Pour Luis, le fait saillant de cette démarche, c’est son caractère exemplaire. Car elle démontre qu’une autre économie est possible. Il n’en demeure pas moins que des pans entiers de la pêche au Venezuela, dépendent toujours d’une perception proprement mercantile : des intermédiaires achètent aux pêcheurs le fruit de leur travail, qu’ils vendent à un prix élevé à ceux qui l’écouleront sur les marchés. L’aisance des touristes en matière de pouvoir d’achat, participe également de cette flambée des prix. En définitive, comme Luis le remarque, « c’est le marché qui fixe les prix. De ce fait, le capitalisme est enquisté dans cette manière de commercialiser. La mission d’Islamar, c’est de participer à la construction du socialisme. Il ne faut pas oublier la pratique d’une manière de troc consistant à échanger le poisson pêché contre des produits, du matériel de pêche. Et ce, à des prix solidaires afin de baisser les coûts ». L’idée globale consiste faire en sorte que les pêcheurs bénéficient de revenus réguliers. L’établissement de tarifs solidaires au profit de l’ensemble de la communauté, sera l’objectif ultime affiché. Luis termine en rappelant qu’« éliminer le rôle du revendeur et du spéculateur à l’origine de l’augmentation des prix, est la condition requise afin que le peuple puisse consommer les produits de la mer ». Selon lui, la tâche à laquelle il s’agit de s’atteler, c’est renouer avec l’état d’esprit originel de la communauté des pêcheurs, qui n’a jamais considéré le poisson comme une marchandise, mais comme l’un des éléments majeurs d’une forme d’économie de subsistance qui lui est propre depuis toujours.

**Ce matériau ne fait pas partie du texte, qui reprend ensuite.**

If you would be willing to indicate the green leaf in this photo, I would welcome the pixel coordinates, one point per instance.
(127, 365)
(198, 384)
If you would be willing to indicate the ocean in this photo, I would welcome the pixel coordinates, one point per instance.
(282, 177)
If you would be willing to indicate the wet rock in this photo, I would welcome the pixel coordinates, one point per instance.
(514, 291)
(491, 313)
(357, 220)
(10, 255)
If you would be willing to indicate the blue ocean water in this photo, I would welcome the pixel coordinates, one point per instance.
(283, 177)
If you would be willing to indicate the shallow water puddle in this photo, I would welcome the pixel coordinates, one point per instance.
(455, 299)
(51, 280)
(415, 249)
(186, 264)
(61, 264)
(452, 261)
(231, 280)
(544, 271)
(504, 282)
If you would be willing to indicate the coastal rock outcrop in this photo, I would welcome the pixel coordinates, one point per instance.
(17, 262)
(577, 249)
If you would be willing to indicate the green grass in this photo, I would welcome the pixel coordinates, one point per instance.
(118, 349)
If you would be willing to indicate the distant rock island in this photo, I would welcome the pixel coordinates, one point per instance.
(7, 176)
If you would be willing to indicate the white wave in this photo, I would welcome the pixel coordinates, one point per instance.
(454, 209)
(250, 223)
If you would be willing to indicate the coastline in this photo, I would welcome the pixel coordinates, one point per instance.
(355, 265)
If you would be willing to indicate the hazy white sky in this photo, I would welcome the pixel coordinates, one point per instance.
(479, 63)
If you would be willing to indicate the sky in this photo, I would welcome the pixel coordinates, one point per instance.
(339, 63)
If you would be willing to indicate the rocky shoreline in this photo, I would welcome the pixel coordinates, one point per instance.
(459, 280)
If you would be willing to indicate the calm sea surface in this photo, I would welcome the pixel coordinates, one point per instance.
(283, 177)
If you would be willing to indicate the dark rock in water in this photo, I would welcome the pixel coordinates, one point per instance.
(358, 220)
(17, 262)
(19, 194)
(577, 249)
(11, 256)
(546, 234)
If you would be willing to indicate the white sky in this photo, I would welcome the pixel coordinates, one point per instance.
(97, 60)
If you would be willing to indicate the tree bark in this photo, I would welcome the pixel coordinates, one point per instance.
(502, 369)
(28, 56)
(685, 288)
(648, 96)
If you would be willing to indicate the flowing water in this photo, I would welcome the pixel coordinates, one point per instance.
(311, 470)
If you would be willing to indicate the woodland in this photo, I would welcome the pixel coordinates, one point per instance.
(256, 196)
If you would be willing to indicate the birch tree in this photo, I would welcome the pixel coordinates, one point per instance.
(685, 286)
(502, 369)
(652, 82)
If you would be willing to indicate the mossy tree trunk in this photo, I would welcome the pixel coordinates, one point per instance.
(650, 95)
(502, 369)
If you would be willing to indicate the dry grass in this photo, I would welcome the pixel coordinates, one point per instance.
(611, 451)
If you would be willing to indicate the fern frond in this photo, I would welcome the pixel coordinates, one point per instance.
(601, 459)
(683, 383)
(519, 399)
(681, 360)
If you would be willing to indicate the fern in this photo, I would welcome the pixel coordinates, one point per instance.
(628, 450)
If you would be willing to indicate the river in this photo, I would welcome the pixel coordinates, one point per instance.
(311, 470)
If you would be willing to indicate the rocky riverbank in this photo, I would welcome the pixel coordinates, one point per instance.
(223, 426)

La clé de tout : la persévérance.
L’édifice principal d’Islamar est pourvu d’une chambre froide de la taille d’un terrain de basket-ball ; d’une zone tout entière dédiée à l’éviscération du poisson et à la fabrication de pulpes qui en résulte ; mais aussi de la salle au sein de laquelle les andouillettes et les croquettes sont produites.
Au total 12 personnes sont employées à ce jour, parties prenantes de la première étape de ce projet pilote. Il faudra rapidement résoudre la question de la désignation de la nouvelle junte de Direction, afin de mener à bien cette tâche. Pour ce faire, il est prévu l’incorporation progressive de personnel nouveau. L’objectif à atteindre étant le suivant : élever le niveau de production à 50% de la capacité totale. Pour atteindre les 100% -c’est-dire 10 tonnes de production par jour- il faudra compter sur 70 personnes travaillant au sein du Complexe piscicole. Ce qui le rendra totalement opérationnel.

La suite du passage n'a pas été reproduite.